Once he spots something he loves, like an early Windsor chair or a Noah’s ark toy, Young has very specific criteria for purchasing it: “A piece must be un-interfered with,” he explains. “It should still be in its original condition but show what has happened to it. Its history has redefined it as an object.”
He says he wrote his book, 1999’s wonderfully revealing Folk Art (Mitchell Beazley), to help people interested in the category to understand this — to “discover both the qualities that reflect the makers’ vision and the qualities lent by time and nature.” Those latter attributes include crusty original paint, copper covered in verdigris and a chair whose rails are worn smooth and thin from use.
Young came to antiques dealing quite naturally. “I’ve never done anything else,” he says. “As a schoolboy I wanted to be a painter. I went to the Sorbonne to study and take drawing classes and realized I wasn’t that good. Then I thought, ‘I’ll be an art dealer,’ and so I went knocking on doors to get a job at a gallery. I was twenty years old.”
His first job in the field was for Frank Berendt, a London dealer who sold French court furniture to places like the Getty. “He was immaculate. I was a ragamuffin,” Young recalls. “He gave me tutorials at teatime. He knew I knew nothing. He taught me the five most important rules for any dealer: Look for rarity, quality, condition, provenance and a good price, i.e., don’t pay too much.”
Finding Young promising, Berendt helped him get a spot in the Sotheby’s works of art training program, where he learned under its notoriously tough director of studies, Derek Shrub. “I was surrounded by all Oxbridge types and was hugely underqualified,” Young remembers. “But, thankfully, Shrub wasn’t the academic type. He told us, ‘This is all about your eyes; I don’t care who Charles II was.’ ”
There were constant tests, and Shrub kicked out students as the weeks went by. Young, however, persevered. Now, nearly 40 years later, he is one of the most popular and respected dealers in London. The bible of good decorating taste, World of Interiors, has written him up, as have several American magazines. He participates in top fairs, including New York’s Winter Antiques Show, for which he serves as co-chair of the vetting committee.
In addition to contributing to the show at the Tate Britain, Young has just mounted his 14th annual exhibition of British and European folk art at the gallery and produced a fully illustrated accompanying catalog. “We collect works throughout the year for this show,” he explains, “and we install it in compelling compositions, to celebrate the unique, inherently artistic and sculptural qualities of great historic handmade objects.

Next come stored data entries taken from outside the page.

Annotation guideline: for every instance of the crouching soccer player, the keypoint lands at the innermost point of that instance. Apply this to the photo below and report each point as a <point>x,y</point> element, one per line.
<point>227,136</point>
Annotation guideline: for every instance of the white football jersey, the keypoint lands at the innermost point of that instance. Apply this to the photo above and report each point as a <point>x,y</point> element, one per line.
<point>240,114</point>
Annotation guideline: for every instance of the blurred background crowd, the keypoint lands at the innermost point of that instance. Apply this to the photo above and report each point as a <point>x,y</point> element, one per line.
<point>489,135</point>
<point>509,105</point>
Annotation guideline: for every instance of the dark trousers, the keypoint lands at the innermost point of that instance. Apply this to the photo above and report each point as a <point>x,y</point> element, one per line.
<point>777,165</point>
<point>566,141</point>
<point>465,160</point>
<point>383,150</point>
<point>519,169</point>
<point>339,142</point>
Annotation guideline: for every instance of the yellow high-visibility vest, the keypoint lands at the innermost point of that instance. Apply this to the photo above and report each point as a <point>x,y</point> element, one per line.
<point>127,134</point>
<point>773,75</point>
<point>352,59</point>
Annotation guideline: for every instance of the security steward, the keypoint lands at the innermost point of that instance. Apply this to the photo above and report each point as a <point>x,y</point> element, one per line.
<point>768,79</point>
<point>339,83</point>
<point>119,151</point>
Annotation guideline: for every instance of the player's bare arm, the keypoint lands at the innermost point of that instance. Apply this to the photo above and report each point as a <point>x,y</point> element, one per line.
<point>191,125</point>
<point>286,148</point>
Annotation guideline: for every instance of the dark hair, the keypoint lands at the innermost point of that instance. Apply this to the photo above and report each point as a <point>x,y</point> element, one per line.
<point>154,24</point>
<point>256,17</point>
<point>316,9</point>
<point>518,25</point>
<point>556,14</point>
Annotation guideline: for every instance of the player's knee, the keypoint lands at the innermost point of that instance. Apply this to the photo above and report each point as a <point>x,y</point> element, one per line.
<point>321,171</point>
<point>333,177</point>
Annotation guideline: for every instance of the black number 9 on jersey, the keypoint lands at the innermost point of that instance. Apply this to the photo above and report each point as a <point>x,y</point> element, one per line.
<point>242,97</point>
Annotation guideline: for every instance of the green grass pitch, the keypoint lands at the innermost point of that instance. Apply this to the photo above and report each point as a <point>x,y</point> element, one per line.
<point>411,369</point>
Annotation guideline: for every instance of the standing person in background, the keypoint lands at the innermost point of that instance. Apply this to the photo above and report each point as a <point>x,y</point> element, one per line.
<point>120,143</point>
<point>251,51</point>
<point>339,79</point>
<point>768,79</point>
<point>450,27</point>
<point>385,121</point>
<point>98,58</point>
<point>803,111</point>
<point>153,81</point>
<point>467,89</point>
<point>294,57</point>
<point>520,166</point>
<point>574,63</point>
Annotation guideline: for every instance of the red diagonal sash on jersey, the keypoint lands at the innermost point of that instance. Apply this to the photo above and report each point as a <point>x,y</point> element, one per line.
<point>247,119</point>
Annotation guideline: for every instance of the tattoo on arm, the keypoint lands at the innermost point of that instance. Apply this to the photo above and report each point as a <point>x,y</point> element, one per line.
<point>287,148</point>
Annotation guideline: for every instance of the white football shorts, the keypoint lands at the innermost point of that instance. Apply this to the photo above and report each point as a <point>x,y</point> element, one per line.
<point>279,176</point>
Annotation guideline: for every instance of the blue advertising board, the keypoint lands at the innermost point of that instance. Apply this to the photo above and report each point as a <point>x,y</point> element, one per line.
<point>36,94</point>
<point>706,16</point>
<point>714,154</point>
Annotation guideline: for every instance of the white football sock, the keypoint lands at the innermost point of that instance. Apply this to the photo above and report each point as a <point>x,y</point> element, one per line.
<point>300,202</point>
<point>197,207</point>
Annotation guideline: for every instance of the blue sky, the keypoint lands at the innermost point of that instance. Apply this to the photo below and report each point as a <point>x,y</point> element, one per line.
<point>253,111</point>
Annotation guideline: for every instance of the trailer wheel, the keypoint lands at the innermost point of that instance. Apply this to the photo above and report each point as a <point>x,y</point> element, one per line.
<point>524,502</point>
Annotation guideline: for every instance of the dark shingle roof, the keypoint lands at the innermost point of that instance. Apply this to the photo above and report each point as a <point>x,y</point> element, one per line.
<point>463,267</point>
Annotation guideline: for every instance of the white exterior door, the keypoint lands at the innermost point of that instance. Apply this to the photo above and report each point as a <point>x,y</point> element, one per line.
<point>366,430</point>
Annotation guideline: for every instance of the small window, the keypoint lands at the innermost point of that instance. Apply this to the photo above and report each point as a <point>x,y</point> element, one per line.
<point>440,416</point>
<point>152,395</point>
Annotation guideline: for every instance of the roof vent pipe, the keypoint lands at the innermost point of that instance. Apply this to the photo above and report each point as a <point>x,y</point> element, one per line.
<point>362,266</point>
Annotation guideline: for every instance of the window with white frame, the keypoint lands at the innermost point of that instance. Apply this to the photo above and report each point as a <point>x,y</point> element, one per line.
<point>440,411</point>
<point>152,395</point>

“These are not things that were made as treasures,” Young continues, waxing philosophical about the subject that has become his life’s passion. “Folk art can be anything, even a watering can. We don’t mind what it is, but the object has to have integrity and a fundamental honesty. It has to be strong, to have a place in the art-historical narration.”
“It has to have merit,” he says by way of conclusion. “And it’s that subjective element that is so important.”